Series notes: $10 Liberty Gold
The Liberty Head $10 eagle was struck from 1838 through 1907 and was designed by Christian Gobrecht. The Liberty Head eagle is significantly smaller in size than the preceding Capped Bust to Right $10 eagle produced from 1795 through 1804. These eagles weigh 16.718 grams and have a diameter of 27 millimeters, which is about 0.8 grams lighter and 6 millimeters narrower in diameter than the early $10 gold eagles.
$10 Liberty Head eagles are generally subdivided as a type into two subtypes: these include the No Motto (?IN GOD WE TRUST?) Above Eagle design produced 1838 through 1866 and Motto Above Eagle motif struck from 1866 through 1907. Generally speaking, the earlier, No Motto Liberty Head $10 eagles are scarcer than the latter pieces, though the rarest Liberty Head eagles as a class are issues from the Charlotte (C), Carson City (CC), and Dahlonega (D) Mints, which struck far fewer examples across the board than their Philadelphia, New Orleans (O) and San Francisco (S) counterparts.

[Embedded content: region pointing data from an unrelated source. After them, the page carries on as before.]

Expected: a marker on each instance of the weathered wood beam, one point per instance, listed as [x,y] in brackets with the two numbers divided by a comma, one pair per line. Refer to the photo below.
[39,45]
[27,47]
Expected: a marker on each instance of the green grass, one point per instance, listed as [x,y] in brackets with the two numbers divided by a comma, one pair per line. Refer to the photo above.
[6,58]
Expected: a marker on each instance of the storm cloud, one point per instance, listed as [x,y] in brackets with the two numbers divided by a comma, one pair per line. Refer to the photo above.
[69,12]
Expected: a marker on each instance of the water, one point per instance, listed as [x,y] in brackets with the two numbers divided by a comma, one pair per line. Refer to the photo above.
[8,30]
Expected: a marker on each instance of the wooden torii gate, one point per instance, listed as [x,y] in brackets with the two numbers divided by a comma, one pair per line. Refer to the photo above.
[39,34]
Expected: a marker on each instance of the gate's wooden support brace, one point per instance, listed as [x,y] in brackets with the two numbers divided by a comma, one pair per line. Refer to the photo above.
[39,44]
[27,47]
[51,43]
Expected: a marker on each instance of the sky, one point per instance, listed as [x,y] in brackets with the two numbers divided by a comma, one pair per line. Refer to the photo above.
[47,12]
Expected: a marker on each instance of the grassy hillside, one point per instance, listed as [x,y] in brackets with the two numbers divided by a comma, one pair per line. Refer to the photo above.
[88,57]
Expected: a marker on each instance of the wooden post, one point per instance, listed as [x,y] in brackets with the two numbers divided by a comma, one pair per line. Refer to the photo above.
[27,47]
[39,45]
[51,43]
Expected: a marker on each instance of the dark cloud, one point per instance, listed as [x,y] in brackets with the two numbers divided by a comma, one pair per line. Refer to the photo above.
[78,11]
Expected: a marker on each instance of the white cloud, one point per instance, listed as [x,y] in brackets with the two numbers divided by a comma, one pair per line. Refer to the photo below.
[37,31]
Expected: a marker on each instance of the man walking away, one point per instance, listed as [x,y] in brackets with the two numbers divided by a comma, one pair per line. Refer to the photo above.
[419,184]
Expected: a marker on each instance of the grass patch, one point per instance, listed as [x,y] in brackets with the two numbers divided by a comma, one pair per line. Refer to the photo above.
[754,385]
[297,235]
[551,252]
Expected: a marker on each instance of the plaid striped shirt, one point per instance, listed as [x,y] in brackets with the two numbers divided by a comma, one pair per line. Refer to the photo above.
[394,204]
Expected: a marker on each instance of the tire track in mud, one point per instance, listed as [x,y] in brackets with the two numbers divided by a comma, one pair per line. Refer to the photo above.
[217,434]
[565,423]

The seeming numismatic irony here is the origin of the rarest issue in the series; it is the 1875 Philadelphia $10 eagle, which saw a business-strike mintage of only 100 pieces and just 20 proofs. Examples of either typically trade for six figures. Overall, the $10 Liberty Head series is one of the most challenging pre-1933 United States gold series, with dozens upon dozens of challenging issues that each cost a minimum of four figures and a few extremely rare pieces that are difficult to track down even for collectors with the deepest of pockets.